Your services are no longer required, Sarah.”

As I sat at my newsroom desk – diligently tapping out my midday bulletin – I had no idea I would soon hear these words and my job would be gone in the space of ten minutes. Young and naïve in my first cap city FM radio job, I can’t believe I didn’t see it coming.

The first sign should have been the unfamiliar man in the flashy suit who popped his head around the newsroom door and informed me – in a very brisk manner – “You’re needed upstairs.” I glanced up at the clock and then back at him.

Who was this person?

“OK. I just have to read the midday news.”

His expression told me the midday news was the least of my worries.
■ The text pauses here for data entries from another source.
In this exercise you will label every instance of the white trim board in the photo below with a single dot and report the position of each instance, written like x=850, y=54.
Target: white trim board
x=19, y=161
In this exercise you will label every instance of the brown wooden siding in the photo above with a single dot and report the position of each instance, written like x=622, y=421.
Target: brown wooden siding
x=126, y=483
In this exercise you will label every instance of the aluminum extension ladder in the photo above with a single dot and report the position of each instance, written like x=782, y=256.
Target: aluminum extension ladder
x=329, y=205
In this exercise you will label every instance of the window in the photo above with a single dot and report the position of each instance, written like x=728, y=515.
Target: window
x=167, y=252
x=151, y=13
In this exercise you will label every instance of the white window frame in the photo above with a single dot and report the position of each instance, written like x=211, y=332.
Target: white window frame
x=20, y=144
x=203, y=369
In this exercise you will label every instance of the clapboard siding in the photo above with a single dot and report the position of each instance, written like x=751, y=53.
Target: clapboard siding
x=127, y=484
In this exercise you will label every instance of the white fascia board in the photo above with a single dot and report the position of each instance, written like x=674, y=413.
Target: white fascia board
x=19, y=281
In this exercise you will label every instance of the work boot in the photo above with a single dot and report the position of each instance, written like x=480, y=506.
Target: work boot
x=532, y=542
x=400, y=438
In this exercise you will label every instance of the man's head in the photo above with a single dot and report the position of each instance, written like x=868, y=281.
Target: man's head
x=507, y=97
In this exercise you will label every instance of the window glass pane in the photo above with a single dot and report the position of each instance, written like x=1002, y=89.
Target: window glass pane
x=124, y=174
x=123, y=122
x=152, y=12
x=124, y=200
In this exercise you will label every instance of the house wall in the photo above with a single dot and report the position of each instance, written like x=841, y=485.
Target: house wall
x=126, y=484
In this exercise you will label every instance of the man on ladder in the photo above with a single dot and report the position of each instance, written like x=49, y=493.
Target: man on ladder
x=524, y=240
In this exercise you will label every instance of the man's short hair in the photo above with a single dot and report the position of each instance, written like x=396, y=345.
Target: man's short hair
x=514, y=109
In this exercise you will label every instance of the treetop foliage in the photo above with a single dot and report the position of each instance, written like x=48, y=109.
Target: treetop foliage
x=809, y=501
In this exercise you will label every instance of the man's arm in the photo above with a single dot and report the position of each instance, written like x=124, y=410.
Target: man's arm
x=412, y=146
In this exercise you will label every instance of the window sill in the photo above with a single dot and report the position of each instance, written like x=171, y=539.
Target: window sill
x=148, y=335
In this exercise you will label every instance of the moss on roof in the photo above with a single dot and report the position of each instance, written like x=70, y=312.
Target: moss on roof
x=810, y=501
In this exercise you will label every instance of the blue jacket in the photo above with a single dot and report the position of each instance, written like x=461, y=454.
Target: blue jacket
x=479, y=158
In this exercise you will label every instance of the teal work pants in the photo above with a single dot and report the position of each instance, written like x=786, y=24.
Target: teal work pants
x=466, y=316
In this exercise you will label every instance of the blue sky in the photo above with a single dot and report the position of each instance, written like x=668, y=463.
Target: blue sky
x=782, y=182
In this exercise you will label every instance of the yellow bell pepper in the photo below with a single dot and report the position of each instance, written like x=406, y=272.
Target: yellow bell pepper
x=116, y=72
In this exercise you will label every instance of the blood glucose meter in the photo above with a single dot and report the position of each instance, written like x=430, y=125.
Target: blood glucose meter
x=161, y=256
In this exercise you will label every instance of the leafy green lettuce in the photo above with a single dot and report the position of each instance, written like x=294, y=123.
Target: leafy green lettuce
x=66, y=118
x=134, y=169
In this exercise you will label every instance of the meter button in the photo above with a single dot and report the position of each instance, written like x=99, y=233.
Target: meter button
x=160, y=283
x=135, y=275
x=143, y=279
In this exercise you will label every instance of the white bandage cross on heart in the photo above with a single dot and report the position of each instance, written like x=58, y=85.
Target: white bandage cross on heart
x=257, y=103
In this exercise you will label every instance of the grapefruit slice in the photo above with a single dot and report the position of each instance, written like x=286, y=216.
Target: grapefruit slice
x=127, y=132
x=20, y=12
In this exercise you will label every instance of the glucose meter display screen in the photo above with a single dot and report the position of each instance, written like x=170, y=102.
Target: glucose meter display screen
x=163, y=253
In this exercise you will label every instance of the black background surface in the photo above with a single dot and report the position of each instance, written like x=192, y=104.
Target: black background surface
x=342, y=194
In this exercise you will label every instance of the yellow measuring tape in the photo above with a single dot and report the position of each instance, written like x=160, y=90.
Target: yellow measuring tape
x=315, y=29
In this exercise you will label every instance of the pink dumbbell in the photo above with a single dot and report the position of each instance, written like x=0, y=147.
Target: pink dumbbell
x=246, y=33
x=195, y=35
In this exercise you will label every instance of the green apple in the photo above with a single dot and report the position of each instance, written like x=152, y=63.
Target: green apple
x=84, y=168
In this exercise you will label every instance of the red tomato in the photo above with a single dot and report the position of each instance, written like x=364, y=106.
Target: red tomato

That much was crystal clear. Still, the penny didn’t drop.

“You need to come now.” 

I wasn’t at all anxious about this mysterious trip upstairs with this grim-faced stranger. The only thing stressing me out was getting back downstairs in time to get my bulletin to air.

I shouldn’t have worried. My bulletin never saw the light of day.

I was shown into an office I’d never been in before, and sat opposite another flashy-suited man I hadn’t met before. I still don’t remember his name, but it quickly became apparent that my midday headlines were  nothing compared with the news he was about to break: that I was one of several unsuspecting heads lined up like a row of Christmas turkeys on the company chopping block.

With a cold, professional look on his face he informed me my position had been made redundant. I was to pack up my things and leave. Immediately.

I’m glad he wasn’t a doctor because quite frankly, his bedside manner sucked.

But I got the message, loud and clear.

Scram. Vamoose. Sayonara! Hand in your security pass ASAP and make sure that door doesn’t whack your redundant arse on the way out.

As I wandered back downstairs like a lost sheep that had just been hit with the stun gun, I heard the midday news going to air … read by someone else, in a studio several suburbs away. As it turns out, all the arrangements had been made weeks ago. This time, I wasn’t first with the news.

My greatest mistake was to take it personally. I felt like an absolute failure.

As I cleared out my drawers, one of the station’s engineers – a lovely, gentle soul – came in and gave me a hug. He seemed apologetic as he admitted to me he’d known about it all along, because he’d been overseeing a lot of the technical groundwork to make it happen. But he hadn’t been allowed to tell me.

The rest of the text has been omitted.